We further affirm the district court's $5,000 attorney fees award to Vivian because the court did not abuse its discretion in sanctioning Kirk for failing to timely respond to Vivian's discovery requests. See Bahena v. Goodyear Tire & Rubber Co., 126 Nev. 243, 249, 235 P.3d 592, 596 (2010) (providing that this court reviews the imposition of a sanction for an abuse of discretion). Additionally, the court did not abuse its discretion by denying Kirk's motion for equitable relief, attorney fees, and declaratory relief as substantial evidence supported the court's conclusion that Vivian's attorney fees were reasonable. Miller, 121 Nev. at 622, 119 P.3d at 729; NOLM, LLC v. Cty. of Clark, 120 Nev. 736, 739, 100 P.3d 658, 660-61 (2004) (explaining that relying on factual findings that are supported by substantial evidence is not an abuse of discretion). Similarly, the district court did not abuse its discretion in denying Vivian's request for additional attorney fees or to sanction Kirk in relation to his allegations concerning Vivian's mental health. Miller, 121 Nev. at 622, 119 P.3d at 729; Bahena, 126 Nev. at 249, 235 P.3d at 596. Accordingly, we
In regard to Kirk's argument that family court litigants are discouraged from filing partial summary judgment motions concerning financial issues prior to the resolution of child custody, because he never filed a motion for partial summary judgment in the district court, he cannot raise this issue on appeal. Old Aztec Mine, Inc. v. Brown, 97 Nev. 49, 52, 623 P.2d 981, 983 (1981); Carson Ready Mix, Inc. v. First Nat'l Bank of Nev., 97 Nev. 474, 476, 635 P.2d 276, 277 (1981).

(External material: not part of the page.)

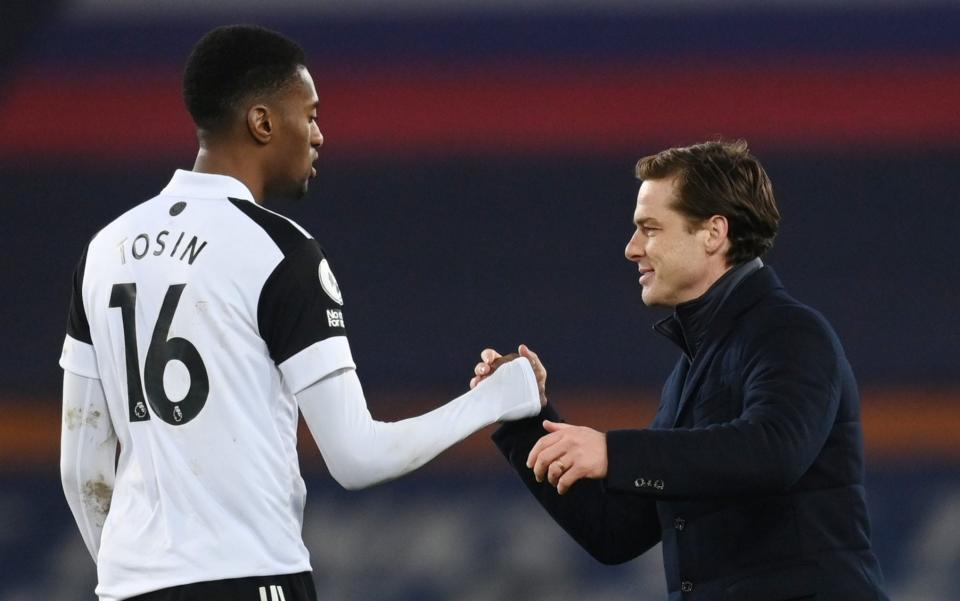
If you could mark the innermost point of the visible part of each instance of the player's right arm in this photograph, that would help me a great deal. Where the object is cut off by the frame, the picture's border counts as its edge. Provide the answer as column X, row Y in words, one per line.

ORDER the judgment of the district court AFFIRMED.
/s/_________, J.
Cherry /s/_________, J.
Douglas /s/_________, J.
Gibbons cc: Hon. Bryce C. Duckworth, District Judge, Family Court Division
Lansford W. Levitt, Settlement Judge
Kainen Law Group
Kirk R. Harrison
Lemons, Grundy & Eisenberg
Standish Naimi Law Group
Silverman, Decaria & Kattelman, Chtd.